Bristol is a registered American Kennel Club (AKC) Canine Good Citizen and a THD which is an AKC Therapy Dog. When you register a dog through AKC, the owner must select a unique name so there won’t be duplicate registrations – hence Bristol’s name the Honorable Baron, which means “master of the land.”


The process to become a registered therapy and service dog isn’t very long. To receive this certification, Bristol had to pass a 10-step-test which consisted of adhering to basic commands and evaluating his temperament when around people and in public. A service dog certification is similar; however, there are a few additional skills dogs are required to learn.

Lori Coleman has worked at the Clay County Humane Society for 20 years and one of her responsibilities is to coordinate the pet assisted therapy program. She is also an evaluator with Alliance of Therapy Dogs where she administers the testing process for therapy dogs to be registered.

“I can’t think of anybody that wouldn’t benefit from having the opportunity to spend some time with a therapy dog,” Coleman said.

For service and Therapy dogs, their vests are their uniform and they know that once it’s on, they are working.
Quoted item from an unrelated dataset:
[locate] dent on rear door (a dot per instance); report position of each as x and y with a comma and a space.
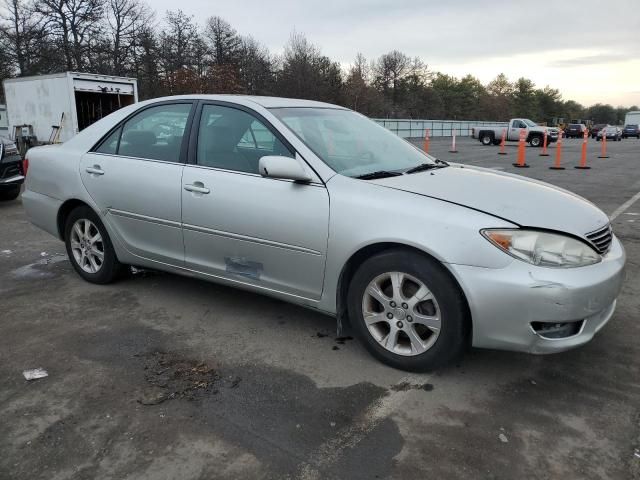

Coleman is certain that her Australian Shepard, Deacon, thoroughly enjoys his job as a therapy dog because he is always eager to work. She explained that when she holds up his harness, Deacon becomes exited, animated, and even jumps in place, attempting to put the harness on himself. When he’s at hospitals he wanders the hallways and rooms determined to find patients to comfort.


Deacon went through five different homes before he found his forever home with Coleman, who adopted him when he was only one. Deacon is registered through an organization called Alliance of Therapy Dogs and provides therapy to people of all ages with different needs including handicap adults and people in the psychiatric unit at the Orange Park Medical Center.

Deacon recently became involved in a new program called Read, where he visits the Orange Park Library on the first Wednesday of every month to have story time with children of all ages.

Being around Deacon for storytelling provides younger kids with more of a tactile therapy and the opportunity to be around a dog that is non-threatening and friendly. When older kids read to therapy dogs, it gives them the opportunity to read without being made fun of by their peers.

“You can read to a dog and know they’re not going to correct you, they’re not going to laugh at you for not being able to pronounce a word properly,” Coleman said.

“It gives the kids confidence.”

Registering your dog as a therapy dog isn’t a long process but Coleman explained that it definitely takes a reasonably easy-going dog.

Although therapy and service dogs come in all different sizes and breeds and help people of all ages with a variety of needs, Winkler pointed out that there’s at least is one thing they all have in common:

“The Animal is able to provide the comfort, the healing, and the help that sometimes people can’t or aren’t available to do.”